The landmark case targets sections 4b and 5 within the 1965 Voting Rights Act. Section 5 prohibits voting districts, mostly in the South, that previously required voting tests as of November 1, 1964, and garnered less than 50 percent voter turnout for the 1964 presidential election.

For those voting district, they had to get federal approval from the Attorney General or a three-judge panel from a Washington, D.C., District Court.

In 2013, the conservative-leaning Supreme Court ruled sections 4b and 5 of the Voting Rights Act were unconstitutional because those measures were no longer relevant in districts that had discriminatory voting practices during the 1960s.

The court also felt because barriers to voting were not as they were during the 1960s, states no longer needed federal approval to change voting laws at the state level.

Since the Supreme Court’s ruling, the Brennan Center for Justice reports “hundreds of restrictive voter laws making it harder to vote” were introduced.

Last year, Georgia passed Senate Bill 2020, which placed restrictions on absentee and early voting among other measures.
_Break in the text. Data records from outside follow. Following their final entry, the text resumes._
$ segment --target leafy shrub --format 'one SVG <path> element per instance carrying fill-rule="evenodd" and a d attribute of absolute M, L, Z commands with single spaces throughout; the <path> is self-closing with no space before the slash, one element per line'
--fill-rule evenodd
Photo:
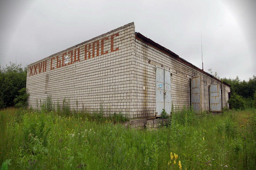
<path fill-rule="evenodd" d="M 196 115 L 196 113 L 193 108 L 191 109 L 186 108 L 184 106 L 181 109 L 175 109 L 172 113 L 172 122 L 176 122 L 179 124 L 185 125 L 190 124 L 196 118 L 202 117 L 202 115 Z"/>
<path fill-rule="evenodd" d="M 10 65 L 0 68 L 0 108 L 14 106 L 19 91 L 26 87 L 27 68 L 11 63 Z"/>
<path fill-rule="evenodd" d="M 18 96 L 16 96 L 14 101 L 16 107 L 25 107 L 28 105 L 27 100 L 29 95 L 26 93 L 26 89 L 22 88 L 19 91 Z"/>
<path fill-rule="evenodd" d="M 232 109 L 243 109 L 245 108 L 244 100 L 242 96 L 235 93 L 232 94 L 228 102 Z"/>
<path fill-rule="evenodd" d="M 256 91 L 254 92 L 254 95 L 253 96 L 254 99 L 252 102 L 252 107 L 255 108 L 256 108 Z"/>
<path fill-rule="evenodd" d="M 64 115 L 69 115 L 70 113 L 70 105 L 69 100 L 63 99 L 62 103 L 62 111 Z"/>
<path fill-rule="evenodd" d="M 162 113 L 161 113 L 161 115 L 160 116 L 160 118 L 163 119 L 166 119 L 168 117 L 168 115 L 167 114 L 165 110 L 164 109 L 163 109 L 163 111 Z"/>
Vice President Harris made note of such legislation in her speech. “I have heard your outrage about the anti-voter law here, and how many voters will likely be kept from voting,” Harris said.

“We know we face arrest for offering people snacks and water waiting in line, we know the subversion part of the bill is removing duly appointed members of board of election across the state for no other reason for not being white or republican,” Mosley said of Georgia’s restrictive voting laws.

The John Lewis Voting Rights Advancement Act would essentially reverse the Supreme Court’s decision on Shelby v. Holder and would require states to get federal approval before passing restrictive voting laws.

The Freedom to Vote Act builds in added protections to voters including expanding absentee voting, allows people to register to vote on election day and restores felons’ right to vote once they’ve completed their sentences, among other things.

Critics of the Biden administration like Mosley say they would like to hear a clear plan of action on voting rights. “I would have liked to see a concrete plan that said I will do this action on this day by this timeframe. I would have liked to have heard an actual deadline by which this was going to happen,” Mosley said.

Another hurdle voting rights must cross, a Senate with Republicans and some Democrats unwilling to support the bills. A possible workaround would be eliminating the Senate filibuster, which is a procedural rule that requires debate on a bill be cut off if at least 60 Senators agree to do so, but that means members of the opposing party must support ending debate, which isn’t going to happen in a Senate Republican conference headed by Minority Leader Mitch McConnell.

Getting rid of the filibuster would mean only a simple majority vote — all 50 Senate Democrats plus Harris’ vote as a tiebreaker — would be needed to pass the voting rights bills, but there is still the problem of a few Senate Democrats not supporting filibuster elimination.

Spelman College junior Melina Watson remains hopeful voting rights legislation will be signed into law, but she too wants to see some action. “Joe Biden’s Black voter base expects him to be commanding, expects him to bear the same sentiments that we do regarding the necessity of voting rights legislation,” Watson said.